Let G be a compact connected Lie group with maximal torus T , and H a closed subgroup containing T . We compute the equivariant cohomology ring and the equivariant characteristic numbers of the homogeneous space G/H under the natural action of the maximal torus T . The computation is based on the localization theorems of Borel and of Atiyah-Bott-Berline-Vergne. Let G be a compact connected Lie group with maximal torus T , and H a closed subgroup of G containing T . The quotient space G/H includes examples such as Grassmannians and flag manifolds. The torus T acts on G/H by left multiplication. One can work out the equivariant cohomology ring of this action from general theorems in the literature concerning equivariant cohomology ([8], Chap. III, §1, Prop. 1, p. 38). In this paper we have two goals. The first is to rederive, essentially from scratch, the rational equivariant cohomology ring of G/H , using only two classical theorems of Borel: the Borel localization theorem ([3], [1]) and Borel’s theorem on the rational cohomology ring of G/H ([4]).
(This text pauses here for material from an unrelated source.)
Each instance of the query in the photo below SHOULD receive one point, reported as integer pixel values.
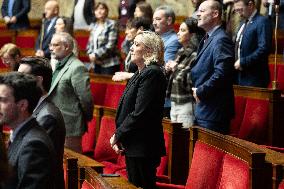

The main idea of our computation is to compare the equivariant cohomology of a space with that of the fixed point set of the action. In view of the many recent applications of equivariant cohomology, such an account is hopefully of some use. The advantage of this approach is that thereafter it leads quite easily, with the aid of the ABBV localization theorem (Atiyah-Bott [1], Berline-Vergne [2]), to formulas for equivariant characteristic numbers of the homogeneous space G/H , and this is our second goal. In addition to a general algorithm for computing equivariant characteristic numbers, we work out the formulas for the special cases of the projective space, the Grassmannian, and the complete flag manifold, all defined over the complex numbers. Let ET −→ BT be the universal T -bundle over the classifying space BT . If M is a manifold on which T acts, we denote by MT its homotopy quotient, sometimes called the Borel construction ([3], p. 52), MT := ET ×T M := (ET ×M)/ ∼, with the equivalence relation ∼ given by (et, x) ∼ (e, tx), for (e, x) ∈ ET ×M and t ∈ T. Date: January 31, 2001.